A rendering of the new Long Beach Civic Center.
Friday will mark the beginning of what’s expected to be about a three-year process to erect the new City Hall and Port of Long Beach Headquarters, as city officials and the public will gather for a groundbreaking ceremony to kick off the construction phase of the nearly $580 million project.
The new City Hall and Port headquarters will share the footprint since vacated by the completed demolition of the old Long Beach Courthouse earlier this year. The project will also include a new main library and a reconfigured Lincoln Park, as well as a residential, retail and hotel tower that will eventually replace the current City Hall structure.
“The new Civic Center will strengthen the connection between City Hall and the community, help revitalize the Downtown core and generate thousands of jobs,” said Mayor Robert Garcia in a statement.
The projected move-in date for both the City Hall, Port and Library is June 2019, while the new Lincoln Park (2020) and residential-commercial tower will have later move-in dates, due to the existing structures needing to stay in place until they’re fully vacated.
A deal to approve the public-private partnership (P3) with the Plenary/Edgemoor Civic Partnership (PECP) was approved in December, with a unanimous vote by the city council. However, the journey to replace the current Civic Center began after a federally-directed investigation launched in the aftermath of Hurricane Katrina found that the existing structure was seismically unsafe. A 2013 study confirmed that in the event of a large enough earthquake, city hall’s stairwells could break free and the structure itself could collapse.
The P3 partnership with PECP allowed the city to find a private company to pay the up front cost to construct the new Civic Center and, in return, the city will act as tenants for the first 40 years of its existence. The cost estimate for the city is approximately $14.48 million annually over the course of the lease, a figure that city staff says is slightly above the current $12.6 million annually the city pays to maintain the current structure, but less than the roughly $19 million annually it would cost to make the current Civic Center “like new.”
After the 40-year lease, the property will be returned to the city and a portion of the contract with PECP stipulates that the facility should be handed over in no less than a “B” condition.
“We would like to thank the City and the Port for the opportunity to be in a long-term partnership delivering this transformative project, which will write a new chapter in the story of Long Beach,” said Plenary Concessions Executive Chairman Dale Bonner in a statement.

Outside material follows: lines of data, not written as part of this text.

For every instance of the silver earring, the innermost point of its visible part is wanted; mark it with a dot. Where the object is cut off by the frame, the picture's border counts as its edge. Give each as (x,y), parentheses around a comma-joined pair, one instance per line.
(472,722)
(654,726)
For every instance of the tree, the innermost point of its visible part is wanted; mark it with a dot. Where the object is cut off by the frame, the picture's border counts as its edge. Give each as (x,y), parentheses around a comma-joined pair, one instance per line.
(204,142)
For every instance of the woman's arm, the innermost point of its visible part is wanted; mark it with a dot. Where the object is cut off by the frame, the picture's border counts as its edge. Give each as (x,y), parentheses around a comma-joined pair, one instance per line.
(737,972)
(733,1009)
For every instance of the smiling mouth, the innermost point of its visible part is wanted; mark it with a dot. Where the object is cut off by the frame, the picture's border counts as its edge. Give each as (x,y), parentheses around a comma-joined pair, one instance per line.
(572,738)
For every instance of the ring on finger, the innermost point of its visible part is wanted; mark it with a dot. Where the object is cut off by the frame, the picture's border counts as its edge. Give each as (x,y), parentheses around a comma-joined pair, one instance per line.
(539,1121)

In total, the project stands to add six new buildings to the downtown skyline including the residential-commercial tower that is estimated to be the tallest addition, at 432 feet tall.
Construction on the tower is not expected to begin until at least the Spring of 2020. The tower is permitted to operate a 200-room hotel, but because there’s no guarantee that the market for such a hotel will exist, the inclusion of a hotel is merely a proposal. City staff projects that the tower, once completed, could generate upward of $940,000 annually.

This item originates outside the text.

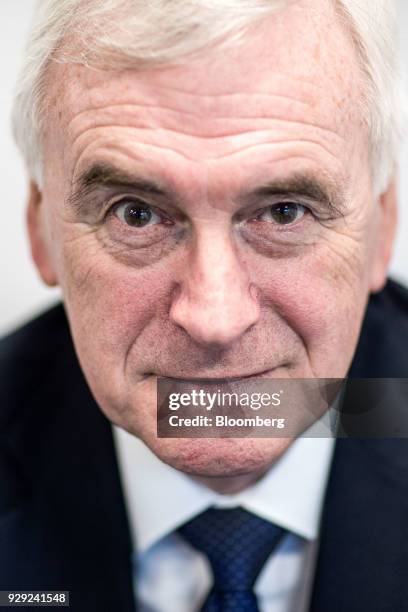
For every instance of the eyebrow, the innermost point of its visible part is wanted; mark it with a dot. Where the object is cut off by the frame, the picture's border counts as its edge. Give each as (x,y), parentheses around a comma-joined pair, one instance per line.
(329,193)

Highlights of the plan include the reconfiguration of streets that currently don’t run through the Civic Center (1st Street, Broadway, Chestnut, Cedar) in an attempt better connect the center to the community. The revamped Lincoln Park is slated to include performance spaces for live music as well as historical walking loops and dog and children’s play areas.
It will also be designed to the “gold standard” of the Resilience-based Earthquake Design Initiative (REDI) meaning that in the event of a design level earthquake, there is a 50 percent confidence level that there would be a very low probability of injuries and zero deaths. A design-level earthquake is between 7.2 and 7.5 on the Richter scale.
Once the structures are complete, the POLB and city will both be housed in a singular structure that the city says will “highlight governmental consolidation” and promote inclusiveness with the community. The Port is currently housed at a temporary headquarters, and Harbor Commission President Lori Ann Guzmán commented on the excitement of finally coming home to the downtown sphere.
“When we moved from the Harbor to our interim headquarters more than two years ago, it was always our intention to return to the Downtown area, to a permanent home close to our facilities and business partners,” Guzmán said in a statement. “This groundbreaking brings that goal to fruition. I’d like to thank City and Port staff, and the Board of Harbor Commissioners for their commitment to make this iconic Civic Center project a reality.”